About: Purchasing Manager Index (PMI) and It’s significance
Headline : Manufacturing PMI improves
- The Nikkei India Manufacturing Purchasing Managers’ Index rose in November from October, indicating an increase in manufacturing activity November.
About: Purchasing Manager Index (PMI)
- The Nikkei India Manufacturing PMI is based on data compiled from monthly survey responses by purchasing managers in more than 400 manufacturing companies, on various factors that represent demand conditions.
- PMI measures activity at the purchasing or input stage. It is very different from industrial production which is indicative of actual production. For example, the Index of Industrial Production (IIP) measures output
- The PMI is constructed separately for manufacturing and services sector, but the manufacturing sector holds more importance.
- PMI does not capture informal sector activity.
- The Index is considered as an indicator of the economic health and investor sentiment about the manufacturing sector.
- PMI is also the earliest indicator of manufacturing activity and economic health, as the manufacturing PMI report for any given month comes out without any delay – either on the last day of that month or on the first day of the next month.
How it is captured:
- The PMI is derived from survey responses from purchasing managers to a a series of qualitative questions.
- PMI is composite index based on five individual sub-indices:
- New orders
- Suppliers’ delivery times
- Stock of items purchased
Reading the PMI:
- A figure above 50 denotes expansion in business activity and anything below 50 denotes contraction.
- Higher is the difference from this mid-point, greater is the expansion or contraction.
- The rate of expansion can also be judged by comparing the PMI with that of the previous month data. If the figure is higher than the previous month’s then the economy is expanding at a faster rate.
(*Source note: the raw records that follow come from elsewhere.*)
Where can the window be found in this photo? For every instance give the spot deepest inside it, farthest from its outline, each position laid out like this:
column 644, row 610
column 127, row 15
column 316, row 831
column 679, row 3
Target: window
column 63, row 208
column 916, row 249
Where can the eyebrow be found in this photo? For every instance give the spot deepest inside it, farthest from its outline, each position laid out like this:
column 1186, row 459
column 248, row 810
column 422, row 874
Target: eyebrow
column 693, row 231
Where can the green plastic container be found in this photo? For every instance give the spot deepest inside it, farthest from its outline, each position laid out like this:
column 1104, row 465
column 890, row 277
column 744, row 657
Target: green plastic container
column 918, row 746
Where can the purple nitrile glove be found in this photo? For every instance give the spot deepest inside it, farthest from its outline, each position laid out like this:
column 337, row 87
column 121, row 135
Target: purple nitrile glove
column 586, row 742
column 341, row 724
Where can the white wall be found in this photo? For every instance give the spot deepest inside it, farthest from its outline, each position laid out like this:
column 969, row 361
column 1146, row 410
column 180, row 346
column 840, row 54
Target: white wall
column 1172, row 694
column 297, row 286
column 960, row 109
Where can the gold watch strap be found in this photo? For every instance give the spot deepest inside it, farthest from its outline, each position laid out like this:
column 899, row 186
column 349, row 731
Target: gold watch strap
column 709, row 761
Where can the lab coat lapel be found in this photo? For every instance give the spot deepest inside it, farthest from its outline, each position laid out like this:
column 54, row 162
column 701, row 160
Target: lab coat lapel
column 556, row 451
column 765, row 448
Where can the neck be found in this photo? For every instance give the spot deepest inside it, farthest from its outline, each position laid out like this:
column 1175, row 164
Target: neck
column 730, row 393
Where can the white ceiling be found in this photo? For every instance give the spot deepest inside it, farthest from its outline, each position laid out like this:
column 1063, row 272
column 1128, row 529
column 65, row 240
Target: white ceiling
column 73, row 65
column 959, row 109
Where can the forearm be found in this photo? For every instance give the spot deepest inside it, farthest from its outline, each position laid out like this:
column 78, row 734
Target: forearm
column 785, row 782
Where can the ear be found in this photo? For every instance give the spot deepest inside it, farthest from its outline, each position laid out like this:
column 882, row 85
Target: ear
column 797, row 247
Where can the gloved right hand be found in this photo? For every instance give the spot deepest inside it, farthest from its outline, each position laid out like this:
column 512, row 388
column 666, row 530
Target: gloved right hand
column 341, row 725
If it is lower than the previous month then it is growing at a lower rate.
- The October Nikkei India Manufacturing Purchasing Managers’ Index, at 50.6, was a two-year low.
- Now, in November, the Index rose to 51.2. In comparision, the survey average is 53.8.
- This indicates that, although business conditions in the Indian manufacturing sector improved in November, the upturn remained subdued compared to earlier in the year and the survey history.
- The rates of expansion in factory orders, production and exports remained far away from those recorded at the start of 2019. Subdued underlying demand is being seen as a major reason for this.
Performance of sub-indices:
- Good: The Index rise was driven by a modest increase in the growth of new orders and production.
- Bad: On the other hand, it was concerning that firms shed jobs (for the first time in 20 months) and continued to reduce input buying.
- The consumer goods segment growth mainly propped up the growth in the overall manufacturing sector.
- The intermediate goods segment also returned to expansion.
- However, the capital goods segment reported a deterioration in the operating conditions.